Мне нравился Джонатан, так что, возможно, мы найдем общий язык и с его другом. И он хотел, чтобы я пошла! Это должно что-то значить.

– Ладно, я не против.

– Я что-нибудь придумаю. Суббота тебе подойдет?

– Конечно. У меня нет никаких планов.

– Думаю, ты не так часто видишься с Дженис, как раньше, но у тебя же есть знакомые, с которыми ты развлекаешься?

– Да в общем, нет.

Мне очень неприятно признаваться Джонатану, что у меня все еще есть проблемы с этим.

– Но есть же несколько человек, с которыми ты проводишь время, да?

– У меня не так уж много друзей.

– А как же твои коллеги?

– Одри меня не любит.
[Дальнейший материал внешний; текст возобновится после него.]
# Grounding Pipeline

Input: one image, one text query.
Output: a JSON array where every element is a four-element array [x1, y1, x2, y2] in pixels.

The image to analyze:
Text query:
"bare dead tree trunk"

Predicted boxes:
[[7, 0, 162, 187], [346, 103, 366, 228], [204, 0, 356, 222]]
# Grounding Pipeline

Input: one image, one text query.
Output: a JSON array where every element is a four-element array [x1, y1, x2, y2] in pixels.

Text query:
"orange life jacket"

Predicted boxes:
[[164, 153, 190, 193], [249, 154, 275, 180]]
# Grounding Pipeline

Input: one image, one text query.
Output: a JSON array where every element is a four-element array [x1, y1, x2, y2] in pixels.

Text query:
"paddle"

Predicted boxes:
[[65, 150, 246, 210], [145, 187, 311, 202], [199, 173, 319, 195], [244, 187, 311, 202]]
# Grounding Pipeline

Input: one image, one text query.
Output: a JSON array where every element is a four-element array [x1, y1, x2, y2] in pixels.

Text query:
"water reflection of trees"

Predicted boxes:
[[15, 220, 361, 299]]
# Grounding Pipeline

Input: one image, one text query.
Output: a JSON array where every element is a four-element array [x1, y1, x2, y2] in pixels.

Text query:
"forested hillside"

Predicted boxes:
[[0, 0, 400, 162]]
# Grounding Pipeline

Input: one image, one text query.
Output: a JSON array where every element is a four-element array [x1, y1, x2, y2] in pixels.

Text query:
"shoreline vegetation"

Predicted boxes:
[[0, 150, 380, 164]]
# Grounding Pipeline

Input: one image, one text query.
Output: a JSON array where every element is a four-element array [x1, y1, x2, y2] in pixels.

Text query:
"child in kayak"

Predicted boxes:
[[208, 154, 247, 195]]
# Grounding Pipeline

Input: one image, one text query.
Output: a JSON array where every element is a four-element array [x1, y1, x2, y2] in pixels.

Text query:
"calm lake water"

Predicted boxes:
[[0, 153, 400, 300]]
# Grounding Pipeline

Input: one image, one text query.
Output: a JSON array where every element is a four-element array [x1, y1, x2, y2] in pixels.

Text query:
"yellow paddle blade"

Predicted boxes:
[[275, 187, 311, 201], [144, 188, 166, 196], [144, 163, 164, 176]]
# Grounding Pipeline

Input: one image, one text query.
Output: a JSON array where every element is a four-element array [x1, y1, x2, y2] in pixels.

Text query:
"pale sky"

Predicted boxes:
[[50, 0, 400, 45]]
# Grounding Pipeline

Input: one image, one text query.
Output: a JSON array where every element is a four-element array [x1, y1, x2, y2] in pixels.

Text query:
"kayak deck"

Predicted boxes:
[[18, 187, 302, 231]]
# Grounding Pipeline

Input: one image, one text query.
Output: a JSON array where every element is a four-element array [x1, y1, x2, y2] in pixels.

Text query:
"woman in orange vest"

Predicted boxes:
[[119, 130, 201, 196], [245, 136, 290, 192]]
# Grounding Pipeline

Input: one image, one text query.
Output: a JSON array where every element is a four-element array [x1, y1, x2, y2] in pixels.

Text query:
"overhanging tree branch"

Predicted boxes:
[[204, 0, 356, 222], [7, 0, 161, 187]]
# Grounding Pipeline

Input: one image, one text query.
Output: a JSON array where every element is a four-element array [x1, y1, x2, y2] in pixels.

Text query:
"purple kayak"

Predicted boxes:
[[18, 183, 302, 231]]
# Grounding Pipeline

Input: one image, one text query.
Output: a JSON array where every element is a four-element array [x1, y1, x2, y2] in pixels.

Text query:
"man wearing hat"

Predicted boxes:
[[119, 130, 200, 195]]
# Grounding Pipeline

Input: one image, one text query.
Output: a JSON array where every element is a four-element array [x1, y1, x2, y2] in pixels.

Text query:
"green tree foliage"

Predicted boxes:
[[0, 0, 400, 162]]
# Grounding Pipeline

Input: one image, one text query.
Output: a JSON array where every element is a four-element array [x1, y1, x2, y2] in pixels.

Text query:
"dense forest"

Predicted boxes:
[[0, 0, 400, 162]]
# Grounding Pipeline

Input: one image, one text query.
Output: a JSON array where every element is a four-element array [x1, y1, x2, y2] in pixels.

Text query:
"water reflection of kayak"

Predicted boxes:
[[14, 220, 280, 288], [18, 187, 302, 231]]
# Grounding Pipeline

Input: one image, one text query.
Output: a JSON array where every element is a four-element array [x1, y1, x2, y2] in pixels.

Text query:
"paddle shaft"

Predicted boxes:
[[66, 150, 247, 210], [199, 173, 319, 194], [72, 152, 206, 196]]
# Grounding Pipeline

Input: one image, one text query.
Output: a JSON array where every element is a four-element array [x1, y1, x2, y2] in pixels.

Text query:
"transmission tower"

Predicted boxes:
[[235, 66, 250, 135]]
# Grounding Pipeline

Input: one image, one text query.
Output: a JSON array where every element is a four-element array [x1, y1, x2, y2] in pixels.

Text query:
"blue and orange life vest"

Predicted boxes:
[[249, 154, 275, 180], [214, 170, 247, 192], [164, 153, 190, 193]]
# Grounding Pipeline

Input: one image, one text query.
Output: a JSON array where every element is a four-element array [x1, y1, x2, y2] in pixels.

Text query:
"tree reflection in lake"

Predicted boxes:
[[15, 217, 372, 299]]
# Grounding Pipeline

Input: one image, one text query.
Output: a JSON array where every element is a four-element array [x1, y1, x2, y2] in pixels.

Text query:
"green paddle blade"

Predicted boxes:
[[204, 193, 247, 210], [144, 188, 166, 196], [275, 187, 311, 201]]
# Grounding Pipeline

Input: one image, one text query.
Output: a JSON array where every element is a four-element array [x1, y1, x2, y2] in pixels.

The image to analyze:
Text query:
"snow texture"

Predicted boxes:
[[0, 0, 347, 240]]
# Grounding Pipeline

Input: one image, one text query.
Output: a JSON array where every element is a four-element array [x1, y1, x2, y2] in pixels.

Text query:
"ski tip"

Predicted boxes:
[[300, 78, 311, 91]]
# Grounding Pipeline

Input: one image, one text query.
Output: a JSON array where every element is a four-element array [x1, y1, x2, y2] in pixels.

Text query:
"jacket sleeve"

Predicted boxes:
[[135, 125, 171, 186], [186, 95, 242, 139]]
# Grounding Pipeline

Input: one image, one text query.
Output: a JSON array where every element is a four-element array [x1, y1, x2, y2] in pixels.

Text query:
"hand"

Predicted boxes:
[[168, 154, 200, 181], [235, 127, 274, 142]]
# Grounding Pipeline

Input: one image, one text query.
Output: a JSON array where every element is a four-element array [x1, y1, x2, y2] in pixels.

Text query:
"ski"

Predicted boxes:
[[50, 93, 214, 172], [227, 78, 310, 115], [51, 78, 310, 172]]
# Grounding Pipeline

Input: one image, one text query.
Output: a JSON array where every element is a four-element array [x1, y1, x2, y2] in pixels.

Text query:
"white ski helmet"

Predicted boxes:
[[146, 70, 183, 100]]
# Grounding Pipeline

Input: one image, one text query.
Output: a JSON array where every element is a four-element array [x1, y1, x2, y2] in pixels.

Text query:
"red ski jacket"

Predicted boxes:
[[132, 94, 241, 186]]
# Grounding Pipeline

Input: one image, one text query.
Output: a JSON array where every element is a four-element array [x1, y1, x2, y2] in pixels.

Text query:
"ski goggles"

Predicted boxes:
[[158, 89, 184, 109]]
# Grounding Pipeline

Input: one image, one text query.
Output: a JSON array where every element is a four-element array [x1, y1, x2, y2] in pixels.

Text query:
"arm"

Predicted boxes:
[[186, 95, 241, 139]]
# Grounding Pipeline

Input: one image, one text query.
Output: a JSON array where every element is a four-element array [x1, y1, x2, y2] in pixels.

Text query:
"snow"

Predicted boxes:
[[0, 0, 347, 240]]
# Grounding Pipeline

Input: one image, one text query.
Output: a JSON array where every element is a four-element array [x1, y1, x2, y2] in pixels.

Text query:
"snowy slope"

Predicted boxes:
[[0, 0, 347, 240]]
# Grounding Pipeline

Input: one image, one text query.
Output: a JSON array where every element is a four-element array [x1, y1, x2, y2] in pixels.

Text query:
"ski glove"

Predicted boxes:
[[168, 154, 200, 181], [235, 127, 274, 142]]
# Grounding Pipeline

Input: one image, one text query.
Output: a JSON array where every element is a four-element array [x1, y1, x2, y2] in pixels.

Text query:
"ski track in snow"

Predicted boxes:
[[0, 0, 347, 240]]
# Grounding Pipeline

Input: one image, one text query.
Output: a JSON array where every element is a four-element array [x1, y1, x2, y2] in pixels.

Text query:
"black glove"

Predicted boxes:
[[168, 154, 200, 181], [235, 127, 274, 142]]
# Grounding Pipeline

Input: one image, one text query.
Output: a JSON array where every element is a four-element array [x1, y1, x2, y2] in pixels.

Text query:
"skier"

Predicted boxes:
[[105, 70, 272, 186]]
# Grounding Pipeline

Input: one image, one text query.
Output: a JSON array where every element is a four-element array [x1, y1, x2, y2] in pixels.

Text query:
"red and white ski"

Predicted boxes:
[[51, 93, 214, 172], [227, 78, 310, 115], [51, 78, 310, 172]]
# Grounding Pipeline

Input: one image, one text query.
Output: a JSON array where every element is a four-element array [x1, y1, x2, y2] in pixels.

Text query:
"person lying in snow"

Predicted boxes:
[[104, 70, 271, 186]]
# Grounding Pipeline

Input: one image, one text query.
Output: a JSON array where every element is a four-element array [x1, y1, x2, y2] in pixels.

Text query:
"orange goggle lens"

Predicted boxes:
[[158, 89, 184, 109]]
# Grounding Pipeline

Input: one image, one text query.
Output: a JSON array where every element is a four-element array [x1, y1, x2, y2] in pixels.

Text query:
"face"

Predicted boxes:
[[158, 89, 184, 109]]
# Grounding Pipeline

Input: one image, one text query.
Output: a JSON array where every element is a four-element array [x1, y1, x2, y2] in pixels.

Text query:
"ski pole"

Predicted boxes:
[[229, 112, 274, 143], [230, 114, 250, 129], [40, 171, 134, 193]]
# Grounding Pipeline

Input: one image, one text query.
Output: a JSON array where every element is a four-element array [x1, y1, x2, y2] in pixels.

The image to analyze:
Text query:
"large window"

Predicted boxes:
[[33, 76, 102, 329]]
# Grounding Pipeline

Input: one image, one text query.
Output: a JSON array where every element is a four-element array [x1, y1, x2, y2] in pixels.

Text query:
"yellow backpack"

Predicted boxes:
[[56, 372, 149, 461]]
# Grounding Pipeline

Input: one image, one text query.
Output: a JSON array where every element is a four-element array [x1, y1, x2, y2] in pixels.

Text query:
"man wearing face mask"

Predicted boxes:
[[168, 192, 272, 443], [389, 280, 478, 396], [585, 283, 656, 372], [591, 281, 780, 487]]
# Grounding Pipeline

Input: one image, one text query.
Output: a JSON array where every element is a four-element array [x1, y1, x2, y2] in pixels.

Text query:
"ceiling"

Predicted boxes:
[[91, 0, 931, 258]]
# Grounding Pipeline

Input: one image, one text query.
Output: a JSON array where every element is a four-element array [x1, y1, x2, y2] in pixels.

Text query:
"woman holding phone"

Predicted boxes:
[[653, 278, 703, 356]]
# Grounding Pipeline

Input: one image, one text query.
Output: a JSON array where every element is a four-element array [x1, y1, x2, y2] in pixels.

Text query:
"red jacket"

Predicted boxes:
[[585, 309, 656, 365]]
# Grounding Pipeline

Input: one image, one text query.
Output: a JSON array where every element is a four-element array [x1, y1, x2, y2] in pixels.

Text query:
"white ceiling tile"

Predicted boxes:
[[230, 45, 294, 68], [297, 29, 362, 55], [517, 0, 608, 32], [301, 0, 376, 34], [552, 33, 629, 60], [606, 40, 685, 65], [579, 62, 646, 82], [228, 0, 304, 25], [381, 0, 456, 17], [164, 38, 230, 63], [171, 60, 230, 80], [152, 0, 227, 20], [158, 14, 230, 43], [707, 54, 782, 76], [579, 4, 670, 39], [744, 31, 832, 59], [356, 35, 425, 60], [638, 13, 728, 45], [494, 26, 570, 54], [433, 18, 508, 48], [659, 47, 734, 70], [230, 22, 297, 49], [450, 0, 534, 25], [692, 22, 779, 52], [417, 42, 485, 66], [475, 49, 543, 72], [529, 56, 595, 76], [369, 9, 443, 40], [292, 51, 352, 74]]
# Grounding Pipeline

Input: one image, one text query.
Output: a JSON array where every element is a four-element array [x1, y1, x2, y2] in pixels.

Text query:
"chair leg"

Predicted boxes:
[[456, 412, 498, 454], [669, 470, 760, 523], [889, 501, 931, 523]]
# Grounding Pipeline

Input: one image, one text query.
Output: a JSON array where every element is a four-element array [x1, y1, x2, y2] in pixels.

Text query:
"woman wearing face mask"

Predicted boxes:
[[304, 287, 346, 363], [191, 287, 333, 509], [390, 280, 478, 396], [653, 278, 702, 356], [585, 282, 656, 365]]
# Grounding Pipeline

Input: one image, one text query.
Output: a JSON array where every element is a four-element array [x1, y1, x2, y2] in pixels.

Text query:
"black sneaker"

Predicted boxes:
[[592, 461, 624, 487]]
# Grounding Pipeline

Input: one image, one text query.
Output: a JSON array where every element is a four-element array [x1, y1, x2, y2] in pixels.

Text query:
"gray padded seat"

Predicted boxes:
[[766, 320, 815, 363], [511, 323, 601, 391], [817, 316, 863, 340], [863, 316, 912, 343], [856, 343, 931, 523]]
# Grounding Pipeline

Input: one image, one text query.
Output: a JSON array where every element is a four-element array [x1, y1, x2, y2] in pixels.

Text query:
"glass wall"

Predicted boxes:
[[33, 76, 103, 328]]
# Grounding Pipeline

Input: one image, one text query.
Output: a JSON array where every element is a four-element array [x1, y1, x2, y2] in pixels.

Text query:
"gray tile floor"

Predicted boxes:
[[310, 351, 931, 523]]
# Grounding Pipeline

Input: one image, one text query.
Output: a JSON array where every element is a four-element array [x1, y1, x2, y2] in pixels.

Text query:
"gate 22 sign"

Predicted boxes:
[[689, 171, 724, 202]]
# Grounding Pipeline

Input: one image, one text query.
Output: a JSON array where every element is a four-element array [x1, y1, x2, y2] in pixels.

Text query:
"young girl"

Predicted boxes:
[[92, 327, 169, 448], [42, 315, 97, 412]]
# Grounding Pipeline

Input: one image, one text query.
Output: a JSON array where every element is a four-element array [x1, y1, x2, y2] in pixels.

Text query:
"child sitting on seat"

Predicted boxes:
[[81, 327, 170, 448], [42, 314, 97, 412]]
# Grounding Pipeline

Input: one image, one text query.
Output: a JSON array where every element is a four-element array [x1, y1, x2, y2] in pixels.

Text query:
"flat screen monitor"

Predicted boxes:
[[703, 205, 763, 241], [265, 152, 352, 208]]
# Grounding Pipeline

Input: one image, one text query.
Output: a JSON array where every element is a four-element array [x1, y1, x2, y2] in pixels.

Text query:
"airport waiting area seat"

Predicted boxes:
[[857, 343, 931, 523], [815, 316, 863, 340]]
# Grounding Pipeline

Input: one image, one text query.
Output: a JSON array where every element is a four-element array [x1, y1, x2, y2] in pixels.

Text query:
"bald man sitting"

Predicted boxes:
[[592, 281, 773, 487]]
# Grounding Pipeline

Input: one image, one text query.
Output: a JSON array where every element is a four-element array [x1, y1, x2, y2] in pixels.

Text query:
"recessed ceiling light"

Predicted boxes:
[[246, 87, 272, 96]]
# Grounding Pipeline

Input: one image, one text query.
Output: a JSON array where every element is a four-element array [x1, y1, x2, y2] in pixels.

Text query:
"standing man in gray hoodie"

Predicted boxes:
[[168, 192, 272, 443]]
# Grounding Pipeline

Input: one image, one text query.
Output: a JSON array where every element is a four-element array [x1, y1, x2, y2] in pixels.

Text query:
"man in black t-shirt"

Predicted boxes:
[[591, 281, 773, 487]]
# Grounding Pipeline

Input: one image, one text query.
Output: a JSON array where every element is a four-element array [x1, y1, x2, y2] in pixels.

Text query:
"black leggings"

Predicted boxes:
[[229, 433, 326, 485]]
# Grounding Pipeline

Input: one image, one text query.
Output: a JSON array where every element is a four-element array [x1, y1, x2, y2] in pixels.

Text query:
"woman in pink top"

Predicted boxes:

Есть еще одна девушка, ее зовут Стейси. Она кажется милой, но всякий раз, когда я пытаюсь с ней заговорить, она уходит.

И я вечно не понимаю, почему так получается, наверное, я опять говорю что-то бестактное. В детстве я обычно предпочитала общество мальчишек. Парни обычно говорят что думают. Моя роль в качестве чьей-то девушки казалась более ясной, и я по большей части понимала, как это работает. Но быть кому-то подругой у меня не получалось, что меня ужасно расстраивало. Всю свою жизнь, несмотря на добрые намерения, я всегда поступала неправильно. Женщины говорили так много вещей, часто мне в лицо, а позже я понимала, что говорили они неискренне. В некоторых случаях они имели в виду совершенно противоположное. Они были грубы, когда я была в состоянии с ними сравняться, и милы, когда я казалась потерянной. Зачастую бывало гораздо легче оставаться в одиночестве, когда знаешь, чего ожидать.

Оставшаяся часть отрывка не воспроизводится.